Microsoft’s New Data Center Sits at the Bottom of the Sea


Generally, data centers are hidden away inside faceless warehouses and sport massive rows of computers and giant air conditioning units to keep things cool. But that’s not good enough for Microsoft, it crammed 12 racks of servers into a bus-sized metal cylinder and then sank it off the coast of northern Scotland, Orkney islands for its newest data center.

The company calls it Project Natick and sees the data center as one of many “environmentally sustainable, prepackaged data center units” that could be sold in the near future. This project has 12 racks containing a total of 864 servers and associated cooling system infrastructure. It is 40-foot-long and sits roughly 117 feet beneath the surface.

The submerging part of the project was handled by Naval Group, a 400-year old French company. Using a heat-exchange process mainly used for cooling submarines. Given the density of populations along the world’s coasts, Microsoft says subsea datacenters could make for more efficient web browsing, with the ability to support smoother video streaming and gameplay.

To get the data center to the seafloor, the team used winches, cranes, a gantry barge, and a remotely operated vehicle, ensuring it was all in place before the fiber optic cable was properly attached. Then, they powered it on.
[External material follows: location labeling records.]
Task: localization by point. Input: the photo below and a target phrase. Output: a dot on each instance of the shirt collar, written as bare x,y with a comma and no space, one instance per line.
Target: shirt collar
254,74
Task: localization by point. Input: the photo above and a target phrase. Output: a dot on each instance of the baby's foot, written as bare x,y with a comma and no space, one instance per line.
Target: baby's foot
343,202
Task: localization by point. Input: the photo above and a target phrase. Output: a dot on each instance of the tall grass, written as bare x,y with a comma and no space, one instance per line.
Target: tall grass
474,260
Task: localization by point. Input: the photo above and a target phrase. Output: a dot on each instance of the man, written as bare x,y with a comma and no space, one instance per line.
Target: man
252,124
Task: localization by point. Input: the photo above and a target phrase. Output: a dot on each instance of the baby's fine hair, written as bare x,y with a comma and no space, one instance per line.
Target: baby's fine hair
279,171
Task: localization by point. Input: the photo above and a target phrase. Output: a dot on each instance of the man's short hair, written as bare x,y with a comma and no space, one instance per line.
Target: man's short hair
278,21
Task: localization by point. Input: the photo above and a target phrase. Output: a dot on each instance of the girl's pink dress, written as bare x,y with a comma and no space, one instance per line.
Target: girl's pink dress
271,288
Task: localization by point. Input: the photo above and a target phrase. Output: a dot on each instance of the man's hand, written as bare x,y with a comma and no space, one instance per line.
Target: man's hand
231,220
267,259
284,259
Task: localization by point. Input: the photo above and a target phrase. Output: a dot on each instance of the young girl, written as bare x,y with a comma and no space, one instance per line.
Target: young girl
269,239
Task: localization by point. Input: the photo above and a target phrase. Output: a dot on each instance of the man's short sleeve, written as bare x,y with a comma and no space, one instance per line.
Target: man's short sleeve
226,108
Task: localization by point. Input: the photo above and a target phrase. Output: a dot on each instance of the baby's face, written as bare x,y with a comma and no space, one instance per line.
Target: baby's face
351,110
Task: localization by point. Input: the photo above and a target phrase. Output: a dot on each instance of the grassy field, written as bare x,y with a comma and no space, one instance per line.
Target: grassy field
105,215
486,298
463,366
At full capacity, the system runs on less than a quarter of a megawatt of power, obtained from Orkney Island’s grid.

Computers often get warm, data centers, on the other, hand get scorching hot, and to keep them from overheating companies have to either install vast cooling fans or use supercooled liquid to keep them from melting. Instead, Project Natick literally places the computers into a naturally cold environment – the North Sea.

Microsoft is hoping to make Natick data centers run off 100% renewable resources by powering it with electricity from wind and tide-powered generators located nearby. Microsoft says, unlike brick-and-mortar data centers, usually require years of construction, it should be possible to build and deploy a Project Natick data center in just 90 days.

Project Natick centers are designed to operate independently without direct human supervision for up to five years at a time after which they can be retrieved and recycled. A serious question arises in this innovative approach, such as the potential impact of Project Natick on surrounding aquatic life due to increased water temperatures.